Cascade Corp. (NYSE:CAE) can give you a lift. The company's two principal product lines -- Cascade attachment products and Cascade-Kenhar fork products -- are manufactured for the lift truck industry. Cascade's product line includes forklift attachments, forks, hydraulic cylinders, and replacement parts that help pull, rotate, tilt, side shift, clamp, and lift appliances, paper rolls, and other types of loads. Its products are sold to OEMs and equipment dealers, primarily in North America (accounting for 55% of sales), but the company has operations worldwide. Sales to OEMs make up about 40% of total revenues.
The stock recently hit an all-time high of $89 share. Then an analyst at Rodman & Renshaw, a brokerage firm, downgraded the stock from Market Perform to Market Underperform. The stock went down a few points. But then the turmoil of a market that's been down over 200 points in a few days swept this stock with it, taking CAE to $66 a share before it started to recover. Is this a buying opportunity? Let's see.
Cascade owns 80% of the North American forklift market. It depends on a strong American economy for profits. There isn't much room left to grow market share nor can price hikes be implemented as orders have started to slow, at least in the forklift business. Some of that slowdown has been compensated for by heavy truck business, but it's not enough. Forklifts are what makes or breaks this company.
In the first quarter of the fiscal year (began on February 1), sales were 15% higher than the same quarter last year, up to $135.5 million. The bulk of the increase in business came from orders out of China, Asia/Pacific and Europe. Its expansion into China has contributed to revenues as well as the bottom line as production costs are lower. Decreased prices for raw materials and sourced components also help.
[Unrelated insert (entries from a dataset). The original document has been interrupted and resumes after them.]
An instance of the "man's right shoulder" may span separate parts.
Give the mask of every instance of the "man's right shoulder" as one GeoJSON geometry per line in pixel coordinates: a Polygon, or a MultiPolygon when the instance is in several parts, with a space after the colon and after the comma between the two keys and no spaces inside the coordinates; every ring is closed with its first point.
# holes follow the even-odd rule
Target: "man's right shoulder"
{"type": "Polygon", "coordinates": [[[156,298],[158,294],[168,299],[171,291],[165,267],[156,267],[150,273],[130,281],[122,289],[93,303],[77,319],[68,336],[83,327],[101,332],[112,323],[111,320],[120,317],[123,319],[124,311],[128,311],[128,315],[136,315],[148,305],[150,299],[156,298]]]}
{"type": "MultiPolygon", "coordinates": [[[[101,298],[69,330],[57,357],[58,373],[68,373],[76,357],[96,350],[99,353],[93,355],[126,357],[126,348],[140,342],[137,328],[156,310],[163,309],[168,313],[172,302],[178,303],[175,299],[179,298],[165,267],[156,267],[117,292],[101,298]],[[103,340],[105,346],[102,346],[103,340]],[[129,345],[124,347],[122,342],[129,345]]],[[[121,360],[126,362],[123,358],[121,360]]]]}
In Europe, higher volume and increased manufacturing efficiencies are improving profitability.
Earnings have been the usual source for the stock's run up, going from a low of $8.40 in 2001 to a recent high of $89. Earnings were $1.07 in the first quarter on an operating basis, up 27% from the same quarter last year. Analysts are looking for $4.30 this year and $4.75 next year. The company bought PSM Corp. in December of last year, and that addition accounted for much of the increased revenue and profits in the first quarter.
Another acquisition, American Compaction Equipment, Inc., was recently completed. It manufactures construction attachments and is based in California (CAE is in Oregon). The addition expands CAE into the construction-attachment business, a natural for its PSM sub. The deal should be accretive this year and add about $10 million to the top line.
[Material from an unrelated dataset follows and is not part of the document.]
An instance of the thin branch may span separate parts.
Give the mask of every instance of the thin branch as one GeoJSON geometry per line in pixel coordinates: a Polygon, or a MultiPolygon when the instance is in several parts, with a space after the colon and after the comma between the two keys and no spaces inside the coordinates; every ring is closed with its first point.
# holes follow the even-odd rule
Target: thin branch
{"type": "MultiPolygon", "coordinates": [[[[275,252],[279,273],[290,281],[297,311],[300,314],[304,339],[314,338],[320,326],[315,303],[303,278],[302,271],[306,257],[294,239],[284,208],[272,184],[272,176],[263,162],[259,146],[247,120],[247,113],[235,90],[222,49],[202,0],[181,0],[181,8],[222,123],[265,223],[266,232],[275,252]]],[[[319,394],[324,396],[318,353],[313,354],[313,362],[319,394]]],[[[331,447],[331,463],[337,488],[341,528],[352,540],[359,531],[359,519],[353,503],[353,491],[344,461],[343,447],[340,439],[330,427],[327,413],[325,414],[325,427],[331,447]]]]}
One interesting aspect of the company is its ownership. Officers and directors have almost 20% of the stock. Fidelity, the large mutual fund, owns 10.6%. Three other large institutions control 20.5% while the Robert J. Davis Family has 5.8% (all numbers from the 4/07 proxy). Altogether these 6 entities control about 57% of the stock. There are only 11.832 million shares outstanding.
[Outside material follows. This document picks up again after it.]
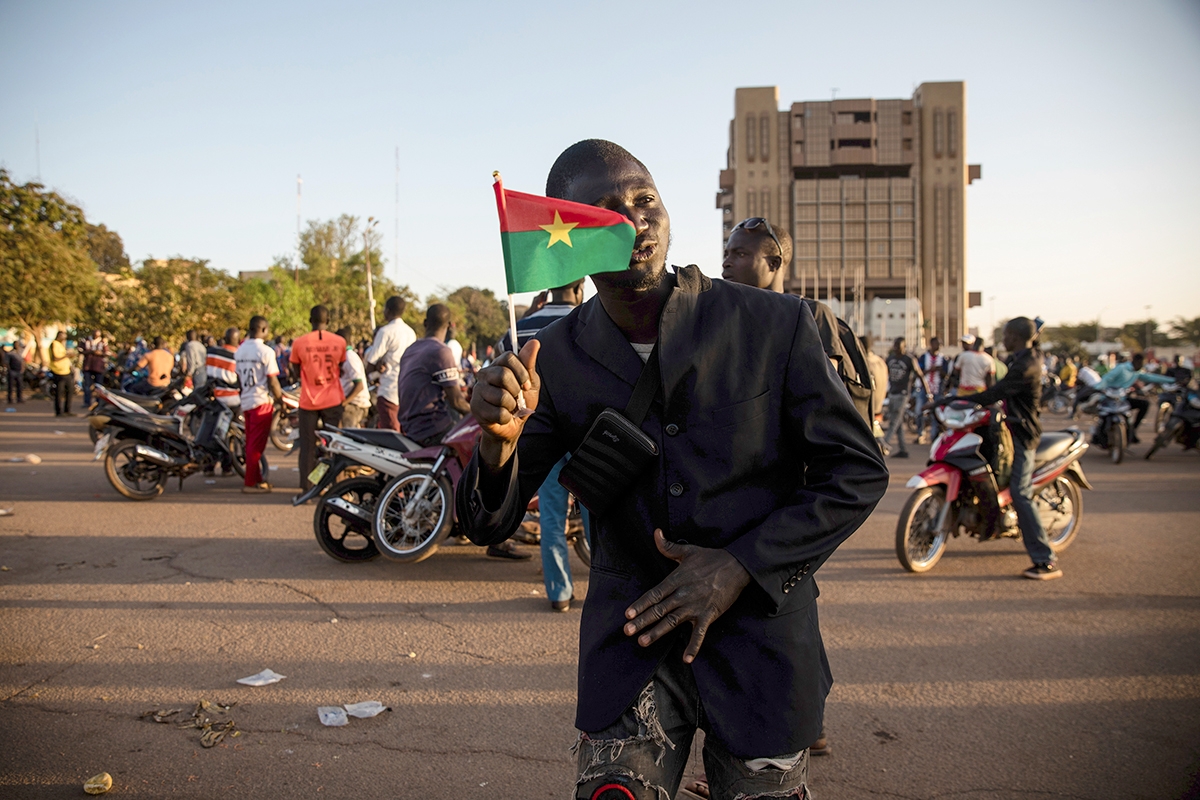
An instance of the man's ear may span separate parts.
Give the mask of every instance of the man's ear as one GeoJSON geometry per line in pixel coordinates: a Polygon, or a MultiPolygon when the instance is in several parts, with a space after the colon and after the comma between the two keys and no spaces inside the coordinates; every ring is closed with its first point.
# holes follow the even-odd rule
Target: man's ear
{"type": "Polygon", "coordinates": [[[783,259],[779,256],[767,256],[767,266],[771,268],[771,272],[778,272],[783,266],[783,259]]]}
Other numbers: Current assets are 2.5 times current liabilities. Net profit margin is 9.5% with analysts predicting 10% next year. Sales should ramp at at 7.5% increase, on average over the next 5 years while earnings should improve by 11.5% a year, on average in the same time period. Revenues were $478.5 million last year. Earnings were $3.48. There's a small dividend of 18 cents a share per quarter which was raised 12.5% from 16 cents recently. The board bought back $24.5 million worth of stock in the April quarter of this year, bringing total value of shares repurchased to $61 million. There is authorization to buy another $19 million worth.
Cascade had a strong run up this year, starting at $51.30 and then to $89. Now it's back to a more reasonable valuation. You'd look more closely at this small-cap stock if you thought the economy is going to improve from here, that the housing market is starting to stabilize, and that the global economy will continue to expand. Cascade participates in the early stages of any economic boom as well as growing economies.